San Jose has installed two surveillance cameras in Alviso to watch over a vacant plot of city land, following residents taking matters into their own hands for a long-planned park.

The cameras mark an escalation in the city’s cold war with resident Mark Espinoza, who along with his son Marcos and other volunteers, have been illegally working to improve a small portion of the land.

Last month, without city authorization, Espinoza’s group brought in heavy machinery to level dirt, planted flowers and small trees and removed debris. The work was done mostly on a strip of land along Grand Boulevard between Wilson Way and Trinity Park Drive. The group also took down some fencing along Wilson Way.

Espinoza thinks the cameras have been installed to try and deter any further work on the land.

“I think that’s their plan. We’re still going to put plants and some trees, and we’re going to continue to clean it up,” Espinoza told San Jose Spotlight. “If they want to arrest me or something for that, they’re welcome to do that.”

In mid-September, Jon Cicirelli, city director of Parks, Recreation and Neighborhood Services, sent Espinoza a letter ordering him to stop work on the site, or risk facing citations or criminal charges.

“By your own admission, you performed work on city property without permission by excavating, digging, or removing dirt using heavy machinery,” Cicirelli wrote. “These actions are clear violations of San Jose Municipal Code… and may constitute additional violations of additional state and local ordinances as well.”

The small portion of land Espinoza and others have been working on is part of a roughly 3.3-acre parcel the city received from developer Irvine Company in 2000 to satisfy parkland requirements when it built about 60 homes across the street.

Residents, including those who purchased the homes Irvine built, have been waiting for two decades to see the land turned into a park.

Earlier this month, the city reinstalled new fencing in the areas Espinoza removed it, even though the fencing does not actually block off access to the plot of land, Espinoza said.

The plot of land is adjacent to the original Alviso Park, which Espinoza contends has safety hazards and dilapidated features that the city is not fixing.

By doing the work with volunteers on the vacant land, Espinoza said he’s trying to encourage the city to invest money to improve the area. Instead, he’s disappointed to see the city spend money on a fencing replacement and surveillance cameras.

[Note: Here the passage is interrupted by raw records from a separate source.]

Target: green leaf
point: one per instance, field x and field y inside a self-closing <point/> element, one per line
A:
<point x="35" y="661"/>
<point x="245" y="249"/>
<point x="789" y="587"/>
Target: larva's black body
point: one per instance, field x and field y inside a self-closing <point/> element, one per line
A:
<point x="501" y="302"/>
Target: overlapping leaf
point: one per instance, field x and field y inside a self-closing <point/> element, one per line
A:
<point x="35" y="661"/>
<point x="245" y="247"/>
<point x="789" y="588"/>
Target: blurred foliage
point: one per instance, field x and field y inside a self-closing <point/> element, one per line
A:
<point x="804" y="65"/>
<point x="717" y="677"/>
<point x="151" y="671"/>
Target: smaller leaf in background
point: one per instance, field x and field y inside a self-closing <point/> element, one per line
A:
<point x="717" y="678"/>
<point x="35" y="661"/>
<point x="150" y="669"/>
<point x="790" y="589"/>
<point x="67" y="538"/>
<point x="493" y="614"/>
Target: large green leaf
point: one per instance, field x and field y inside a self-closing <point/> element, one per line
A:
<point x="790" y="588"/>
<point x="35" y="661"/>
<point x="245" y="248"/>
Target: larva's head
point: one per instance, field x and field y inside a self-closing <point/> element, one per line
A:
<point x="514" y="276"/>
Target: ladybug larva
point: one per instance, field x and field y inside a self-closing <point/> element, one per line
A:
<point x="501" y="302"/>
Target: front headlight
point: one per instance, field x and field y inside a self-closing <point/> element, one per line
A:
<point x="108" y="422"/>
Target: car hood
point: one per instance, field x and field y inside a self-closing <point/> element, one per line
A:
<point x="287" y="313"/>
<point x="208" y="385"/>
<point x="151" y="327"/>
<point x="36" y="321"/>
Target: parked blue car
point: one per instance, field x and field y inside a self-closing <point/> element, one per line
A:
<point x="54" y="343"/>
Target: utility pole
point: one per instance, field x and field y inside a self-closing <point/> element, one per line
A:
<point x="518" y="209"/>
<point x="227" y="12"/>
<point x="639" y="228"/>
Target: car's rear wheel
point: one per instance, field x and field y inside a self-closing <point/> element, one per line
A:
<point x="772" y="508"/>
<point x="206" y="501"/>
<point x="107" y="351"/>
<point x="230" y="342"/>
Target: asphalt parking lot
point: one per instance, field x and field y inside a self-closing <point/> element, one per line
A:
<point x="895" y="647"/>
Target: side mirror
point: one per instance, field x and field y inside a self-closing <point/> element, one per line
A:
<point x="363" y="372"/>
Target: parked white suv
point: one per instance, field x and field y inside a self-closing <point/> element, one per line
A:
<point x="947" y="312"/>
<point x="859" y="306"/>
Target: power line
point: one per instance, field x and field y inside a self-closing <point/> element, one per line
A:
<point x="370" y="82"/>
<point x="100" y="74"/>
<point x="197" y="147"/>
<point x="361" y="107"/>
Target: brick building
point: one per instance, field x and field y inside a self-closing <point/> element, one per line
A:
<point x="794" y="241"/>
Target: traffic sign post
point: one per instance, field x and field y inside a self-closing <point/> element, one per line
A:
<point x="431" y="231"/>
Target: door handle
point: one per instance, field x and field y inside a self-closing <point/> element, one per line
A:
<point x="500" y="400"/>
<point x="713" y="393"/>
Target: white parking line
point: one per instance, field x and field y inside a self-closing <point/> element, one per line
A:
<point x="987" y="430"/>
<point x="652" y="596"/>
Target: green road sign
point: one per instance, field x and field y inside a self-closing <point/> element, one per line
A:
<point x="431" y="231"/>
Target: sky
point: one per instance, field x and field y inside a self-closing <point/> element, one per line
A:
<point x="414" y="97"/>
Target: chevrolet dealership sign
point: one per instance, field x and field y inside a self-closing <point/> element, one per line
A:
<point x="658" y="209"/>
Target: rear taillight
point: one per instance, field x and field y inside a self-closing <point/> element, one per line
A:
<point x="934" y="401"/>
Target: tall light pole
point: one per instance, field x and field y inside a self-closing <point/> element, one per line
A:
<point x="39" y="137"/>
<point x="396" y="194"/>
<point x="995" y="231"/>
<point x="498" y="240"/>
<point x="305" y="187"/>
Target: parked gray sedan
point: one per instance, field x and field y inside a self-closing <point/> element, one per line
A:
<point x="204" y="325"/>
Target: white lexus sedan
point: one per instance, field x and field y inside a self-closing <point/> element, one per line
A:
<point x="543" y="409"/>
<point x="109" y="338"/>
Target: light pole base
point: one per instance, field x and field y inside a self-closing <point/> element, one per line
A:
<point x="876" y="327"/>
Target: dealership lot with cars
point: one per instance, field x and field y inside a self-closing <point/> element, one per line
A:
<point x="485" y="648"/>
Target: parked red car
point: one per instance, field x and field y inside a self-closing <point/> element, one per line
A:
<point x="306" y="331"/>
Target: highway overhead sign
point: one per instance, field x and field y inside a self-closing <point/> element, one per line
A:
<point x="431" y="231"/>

“The parks department is so upset that the community has reclaimed or taken over the park to revitalize it and clean it up, they’re willing to spend taxpayer money to put cameras up?” Espinoza said. “For what? To stop someone from cleaning up a park?”

Daniel Lazo, a spokesperson for the parks department, did not confirm the cameras were put up by the parks department and did not respond to questions about the cost of the cameras and fencing.

“We understand the frustration of residents, and the city of San Jose Parks, Recreation and Neighborhood Services Department is assessing the work being done at Alviso Park,” Lazo said. “Since this is knowingly unauthorized work, continued work will result in further enforcement.”

In a 2018 city master plan update, the city looked at overhauling the current Alviso Park and expanding park facilities across a total of 23 acres, including the plot Espinoza is working on. The project was estimated to cost $14 million back then. The city at the time said there was only $450,000 available in capital improvement funds for the park plans.

Espinoza said he’s hoping to have a meeting with the parks department and District 4 Councilmember David Cohen about the issues. Cohen’s office deferred questions from San Jose Spotlight to the city, adding the councilmember is focusing on renovating the area library.

“I want to find out who’s able to make these decisions without any consultation of the community in District 4, and spend taxpayer money wastefully,” Espinoza said, referring to the cameras and fencing.